2.9 Op einddatum heeft de Kapitaalverzekering een bedrag van € 147.949,- uitgekeerd. Bij brief van 17 januari 2018 heeft Verzekeraar Consument bericht dat Verzekeraar eveneens de interest van € 113,92 zal vergoeden en dat Verzekeraar in totaal een bedrag van € 148.062,92 zal overmaken.

2.10 Blijkens een rekeningafschrift d.d. 17 januari 2006 heeft Consument op 30 december 2005 een bedrag van € 117.982,88 overgemaakt “ivm aflossing”.

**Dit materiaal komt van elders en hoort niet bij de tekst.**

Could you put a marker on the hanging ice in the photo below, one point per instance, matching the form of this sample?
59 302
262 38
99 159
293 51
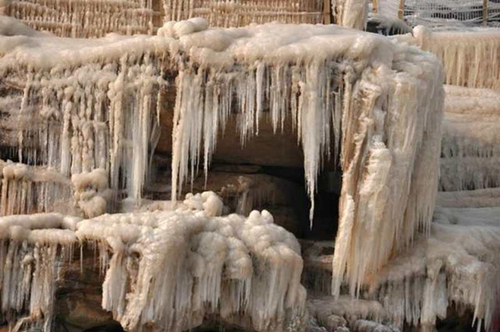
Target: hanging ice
471 139
470 56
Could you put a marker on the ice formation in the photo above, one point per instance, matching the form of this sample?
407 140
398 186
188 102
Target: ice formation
457 265
31 189
30 248
351 13
471 139
196 262
98 101
386 25
229 13
470 56
84 18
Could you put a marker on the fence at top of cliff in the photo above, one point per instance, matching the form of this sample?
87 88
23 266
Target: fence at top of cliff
442 12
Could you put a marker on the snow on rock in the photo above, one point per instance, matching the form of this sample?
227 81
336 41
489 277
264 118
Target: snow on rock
387 25
83 18
469 198
163 269
229 13
191 262
458 264
31 247
470 55
31 189
470 156
351 13
91 194
375 102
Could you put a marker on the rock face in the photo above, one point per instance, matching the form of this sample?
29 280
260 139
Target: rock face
79 296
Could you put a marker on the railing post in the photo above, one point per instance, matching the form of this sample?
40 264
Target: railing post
485 12
327 10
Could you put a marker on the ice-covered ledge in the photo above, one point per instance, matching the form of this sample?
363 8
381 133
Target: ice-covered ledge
377 102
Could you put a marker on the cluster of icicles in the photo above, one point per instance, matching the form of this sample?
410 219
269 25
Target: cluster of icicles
470 57
471 140
377 103
168 269
229 13
84 18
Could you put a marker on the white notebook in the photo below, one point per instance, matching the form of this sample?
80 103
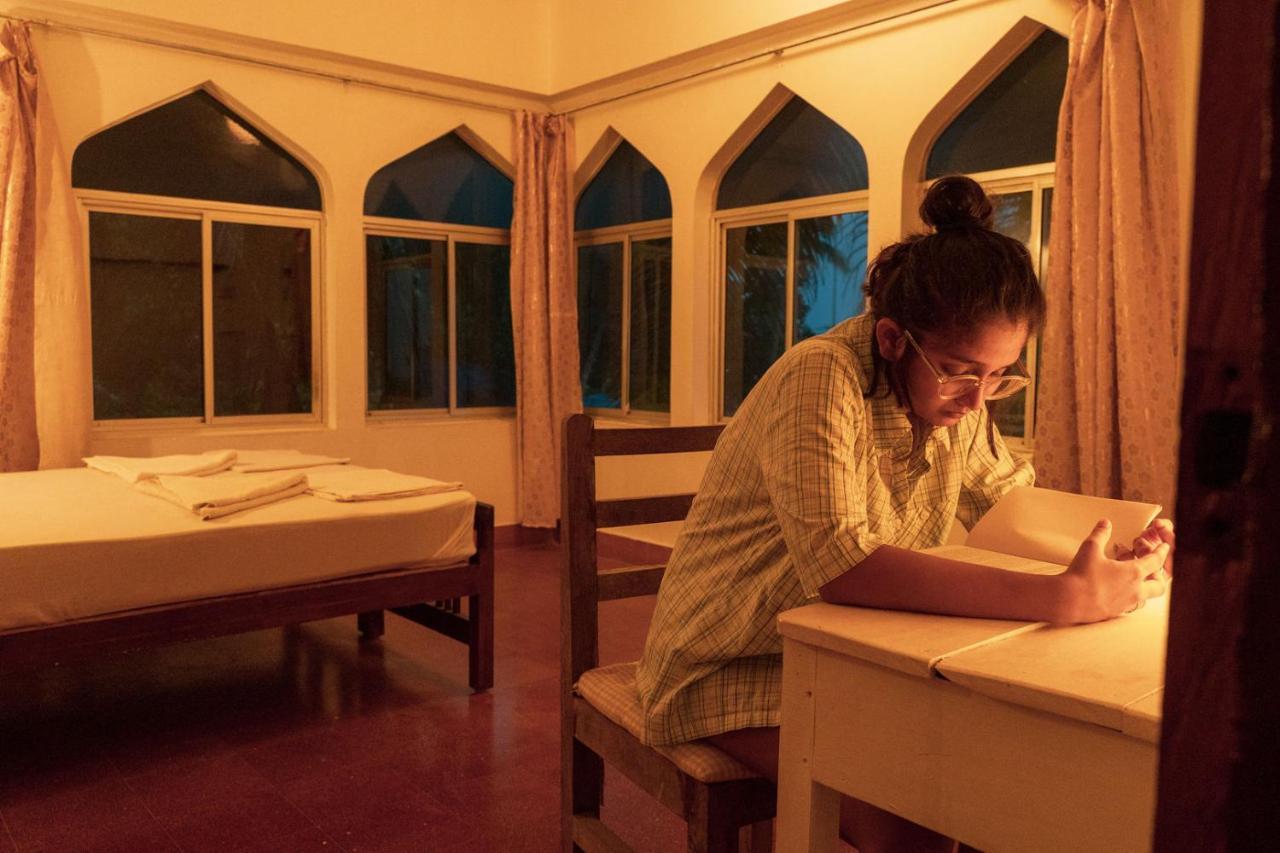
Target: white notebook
1042 529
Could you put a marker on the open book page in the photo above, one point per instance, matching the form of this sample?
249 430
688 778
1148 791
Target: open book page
1048 525
967 553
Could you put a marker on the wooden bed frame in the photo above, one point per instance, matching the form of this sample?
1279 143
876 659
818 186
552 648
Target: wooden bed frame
428 596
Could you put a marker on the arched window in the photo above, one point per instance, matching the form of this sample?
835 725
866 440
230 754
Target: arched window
202 268
1005 138
791 213
438 287
624 286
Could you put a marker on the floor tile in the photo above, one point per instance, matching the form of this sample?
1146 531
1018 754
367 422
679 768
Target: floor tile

3. Vordering, klacht en verweer

Vordering Consument
3.1 Consument vordert een schadevergoeding van € 35.000,-, vermeerderd met de vanaf
1 januari 2018 vervallen wettelijke rente.

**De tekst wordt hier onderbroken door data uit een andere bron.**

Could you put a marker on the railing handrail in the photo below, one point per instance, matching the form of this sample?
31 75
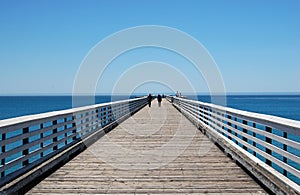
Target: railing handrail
284 124
34 117
28 141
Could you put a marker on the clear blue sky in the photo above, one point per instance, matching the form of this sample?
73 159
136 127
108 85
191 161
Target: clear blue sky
255 43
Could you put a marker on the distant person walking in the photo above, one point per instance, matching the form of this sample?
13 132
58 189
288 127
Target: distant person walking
159 100
149 99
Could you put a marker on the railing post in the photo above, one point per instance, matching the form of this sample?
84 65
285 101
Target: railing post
74 125
268 140
229 130
54 132
42 136
3 151
66 134
254 135
24 142
235 127
244 138
285 149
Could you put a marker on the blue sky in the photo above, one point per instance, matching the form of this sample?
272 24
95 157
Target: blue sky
256 44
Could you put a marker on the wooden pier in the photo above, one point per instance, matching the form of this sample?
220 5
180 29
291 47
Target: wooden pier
155 151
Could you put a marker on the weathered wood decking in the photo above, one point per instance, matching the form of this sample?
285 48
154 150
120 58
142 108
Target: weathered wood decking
155 151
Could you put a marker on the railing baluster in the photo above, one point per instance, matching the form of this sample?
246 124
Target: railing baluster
25 142
268 140
3 148
254 135
54 131
41 137
245 131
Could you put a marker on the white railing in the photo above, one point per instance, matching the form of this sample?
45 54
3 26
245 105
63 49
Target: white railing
28 141
273 140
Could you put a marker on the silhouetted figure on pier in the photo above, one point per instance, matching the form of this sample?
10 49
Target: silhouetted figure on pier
159 100
149 98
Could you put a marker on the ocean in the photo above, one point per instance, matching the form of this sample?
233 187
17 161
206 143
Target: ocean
287 106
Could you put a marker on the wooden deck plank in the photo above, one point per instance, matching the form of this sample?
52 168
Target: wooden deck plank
156 151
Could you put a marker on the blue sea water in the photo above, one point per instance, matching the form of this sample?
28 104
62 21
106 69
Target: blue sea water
15 106
287 106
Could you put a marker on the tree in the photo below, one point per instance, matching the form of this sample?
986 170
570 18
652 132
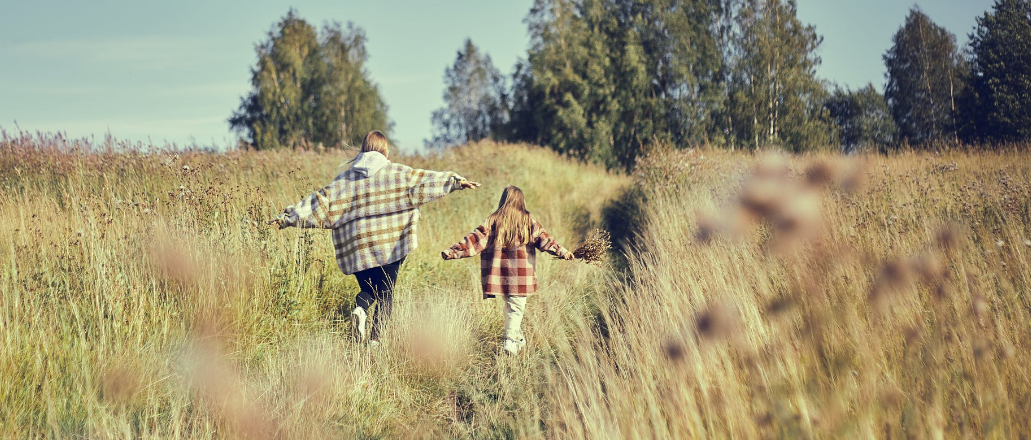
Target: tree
569 70
604 80
774 96
998 104
309 89
475 100
862 117
925 75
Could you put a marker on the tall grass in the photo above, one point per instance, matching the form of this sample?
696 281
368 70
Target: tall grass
144 298
872 298
763 297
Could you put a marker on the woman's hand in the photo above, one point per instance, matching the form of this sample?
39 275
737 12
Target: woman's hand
278 222
466 184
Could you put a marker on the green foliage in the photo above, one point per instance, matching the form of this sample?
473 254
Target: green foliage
774 98
998 104
475 100
862 117
925 75
607 80
310 89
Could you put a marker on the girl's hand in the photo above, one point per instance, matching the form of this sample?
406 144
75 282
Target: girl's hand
466 184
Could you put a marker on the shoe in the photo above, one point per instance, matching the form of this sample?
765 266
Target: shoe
511 347
358 322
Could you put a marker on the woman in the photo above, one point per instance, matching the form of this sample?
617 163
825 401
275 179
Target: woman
373 210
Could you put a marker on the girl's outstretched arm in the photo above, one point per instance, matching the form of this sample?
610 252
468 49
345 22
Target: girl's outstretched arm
473 243
545 243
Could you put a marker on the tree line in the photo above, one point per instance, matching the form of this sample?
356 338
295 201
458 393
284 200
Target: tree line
607 80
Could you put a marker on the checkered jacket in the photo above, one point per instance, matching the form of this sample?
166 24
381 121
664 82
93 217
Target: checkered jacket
373 217
506 271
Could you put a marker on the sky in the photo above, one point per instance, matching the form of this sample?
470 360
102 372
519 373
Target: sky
174 71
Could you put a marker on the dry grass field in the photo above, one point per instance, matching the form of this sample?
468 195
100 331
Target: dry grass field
758 297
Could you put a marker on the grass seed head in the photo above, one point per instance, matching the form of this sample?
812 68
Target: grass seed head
595 247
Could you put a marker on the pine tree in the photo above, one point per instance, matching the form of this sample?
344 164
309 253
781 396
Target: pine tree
475 100
862 117
774 96
309 90
999 102
570 67
925 76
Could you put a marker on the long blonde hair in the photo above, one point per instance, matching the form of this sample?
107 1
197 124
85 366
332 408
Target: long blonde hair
375 141
510 225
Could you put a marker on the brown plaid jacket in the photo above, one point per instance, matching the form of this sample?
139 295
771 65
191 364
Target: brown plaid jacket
373 217
505 271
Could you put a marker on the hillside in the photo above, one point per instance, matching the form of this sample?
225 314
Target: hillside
761 296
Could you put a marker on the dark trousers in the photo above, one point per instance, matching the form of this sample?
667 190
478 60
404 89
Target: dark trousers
377 285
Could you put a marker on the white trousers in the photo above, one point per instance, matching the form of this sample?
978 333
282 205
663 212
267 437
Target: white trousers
514 306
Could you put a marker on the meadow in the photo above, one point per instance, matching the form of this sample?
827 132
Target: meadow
753 296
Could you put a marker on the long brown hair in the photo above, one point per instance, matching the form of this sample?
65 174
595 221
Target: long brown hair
511 223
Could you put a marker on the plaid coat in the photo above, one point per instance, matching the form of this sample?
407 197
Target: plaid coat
506 271
374 216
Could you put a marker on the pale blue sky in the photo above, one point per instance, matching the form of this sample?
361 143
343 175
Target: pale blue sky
175 70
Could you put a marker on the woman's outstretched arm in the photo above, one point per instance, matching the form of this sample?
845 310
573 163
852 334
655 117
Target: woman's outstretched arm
321 209
425 185
473 243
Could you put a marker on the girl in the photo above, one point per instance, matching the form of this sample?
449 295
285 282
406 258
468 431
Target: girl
508 240
372 208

Grondslagen en argumenten daarvoor
3.2 Deze vordering steunt, kort en zakelijk weergegeven, op de volgende grondslag. Verzekeraar en de Bank zijn toerekenbaar tekortgeschoten in de nakoming van hun verbintenissen uit de met Consument gesloten overeenkomsten en hebben de op hen rustende zorgplicht geschonden. Consument voert hiertoe de volgende argumenten aan.
· Consument heeft het recht de juiste nakoming van de verzekeringsovereenkomst te (laten) toetsen. Verzekeraar geeft daarvoor onvoldoende inzicht in de grondslagen van de winstdelings¬regeling en de wijze waarop de winstdeling tot stand is gekomen.
· De eerste hoge premiestorting van NLG 41.086,80 is niet juist verwerkt. Slechts NLG 24.275,32 is in de Kapitaalverzekering gestort. Het andere deel is ten onrechte in de Overlijdensrisicoverzekering gestort. Dit was in strijd met de afspraken en onlogisch: op een overlijdensrisicoverzekering stort je geen hoge eerste inleg. Op het bankafschrift
d.d. 29 december 1987 staat dat de storting bedoeld is voor de Kapitaalverzekering.
· Omdat de eerste premiestorting ten onrechte over de twee verzekeringen is verdeeld, is de overrentewinstdeling voor de Kapitaalverzekering berekend op onjuiste grondslagen. Deze zou minstens € 16.811,48/€ 24.275,32 x € 28.085,- = € 19.449,81 hoger moeten zijn. De inhouding van de initiële kosten moet bij een hogere eerste storting procentueel lager zijn, zodat de overrentewinstdeling nog hoger zou moeten uitvallen. Een ruwe schatting van de schade is € 35.000,-.
· De verzekeringen waren verpand aan de Bank. Pas bij vrijgave van het pandrecht heeft Consument polisbladen ontvangen. Uit die in 1998 afgegeven polisbladen kon hij vervolgens niet opmaken dat de eerste hoge storting over beide verzekeringen was verdeeld.
· Dat de beide verzekeringen met elkaar verbonden waren of bij Verzekeraar intern als gemengde verzekering zijn verwerkt, mag niet van invloed zijn op de waarde opbouw en ertoe leiden dat een deel van de eerste premiebetaling van NLG 41.086,80 in de Overlijdensrisicoverzekering is gestort. Het blijven twee aparte verzekeringen.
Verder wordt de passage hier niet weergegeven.